This is the essence of this error message

In general this error means that you need to wait until the currently running snapshot finishes before starting a new one. Elasticsearch can only perform one snapshot at a time. It's possible that your snapshot is running for too long because of a large amount of data and takes more than a day. It's also possible that you are hitting one of the snapshot bugs that is causing snapshots to hang in some situations. This would typically coincide with general cluster instability (like master nodes living the cluster due to overload or network issues). ES 1.4.2 has several known issue that could manifest themselves this way. Most of them were fixed in v1.6-1.7. So, I would suggest to at least upgrade to 1.7.5 if you cannot upgrade to 2.x branch just yet.

Thanks Igor for your answer! Sadly we cannot upgrade our current version for now (we have some dependencies that will break if we do so)
What I'm finding weird is that even after getting the error saying that another snapshot is already running, this is what I see when I query the status:

{
"snapshot": "curator-20160719135353",
"indices": [
"geo_locations_offers_production",
"geo_shapes",
"offers_v3_production",
"ranking_medians_production"
],
"state": "SUCCESS",
"start_time": "2016-07-19T13:53:54.626Z",
"start_time_in_millis": 1468936434626,
"end_time": "2016-07-19T13:58:25.972Z",
"end_time_in_millis": 1468936705972,
"duration_in_millis": 271346,
"failures": ,
"shards": {
"total": 40,
"failed": 0,
"successful": 40
}
}

So, although curator is failing, the snapshots are actually created

Is it possible that you have another instance of curator running somewhere that tries to create or delete a snapshot at the same time? You can check the timestamps on snapshots (start_time and end_time in the output above) and compare them to the timestamps on the error messages to see who if you can identify who is trying to start multiple snapshots simultaneously.

Hey, hello!
It's the only instance running, it's the only ES cluster in the network and I checked that there are no running snapshots by querying /_snapshot/backups/_current

I will try to upgrade to 1.7 and see if the issue is still there

Thanks!

I don't want to discourage you from upgrading (1.7 is a huge improvement with several serious issues fixed) but I don't think it will help this particular issue then.

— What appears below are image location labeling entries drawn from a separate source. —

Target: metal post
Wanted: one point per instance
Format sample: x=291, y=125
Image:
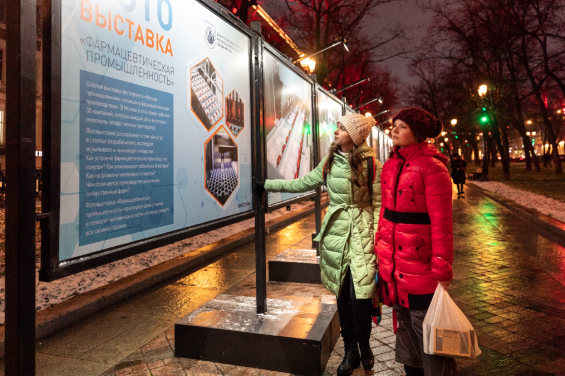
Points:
x=259, y=197
x=318, y=197
x=21, y=88
x=484, y=175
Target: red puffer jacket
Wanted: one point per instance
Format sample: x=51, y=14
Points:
x=414, y=242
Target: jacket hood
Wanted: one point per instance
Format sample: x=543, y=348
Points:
x=366, y=151
x=421, y=148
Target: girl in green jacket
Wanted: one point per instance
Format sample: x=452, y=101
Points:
x=347, y=255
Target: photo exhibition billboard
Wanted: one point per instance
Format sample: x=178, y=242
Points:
x=155, y=126
x=329, y=111
x=288, y=123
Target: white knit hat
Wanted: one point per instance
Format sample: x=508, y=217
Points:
x=358, y=126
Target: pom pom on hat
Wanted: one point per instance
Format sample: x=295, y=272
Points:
x=422, y=123
x=358, y=126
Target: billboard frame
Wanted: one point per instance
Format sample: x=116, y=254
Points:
x=51, y=267
x=267, y=48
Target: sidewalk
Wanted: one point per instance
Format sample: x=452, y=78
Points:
x=509, y=281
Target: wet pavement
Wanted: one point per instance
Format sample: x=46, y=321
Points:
x=509, y=281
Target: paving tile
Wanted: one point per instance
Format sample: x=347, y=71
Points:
x=506, y=281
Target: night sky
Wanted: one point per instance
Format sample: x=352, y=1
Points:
x=405, y=14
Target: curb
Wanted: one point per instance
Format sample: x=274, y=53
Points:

On the positive side, I just spoke to the creator of curator and he pointed out that your issue looks very similar to this one. If you have a proxy or a load balancer installed between the machine that runs curator and elasticsearch, it's possible that this proxy cuts the long running snapshot call, which causes curator to retry this call a couple of times. The retries fail with "a snapshot is already running" exception because the original snapshot is still running. It doesn't affect the original snapshot though, which finishes normally. That would explain the log messages that you are getting.

Hey Igor, I'm so sorry for not answering before... Actually that was the issue, our ES cluster is running under an ELB and the snapshot was taking way longer than the default connection timeout; after increasing it (to a way higher number) it's working perfectly fine

Thanks for all your help! I really appreciate it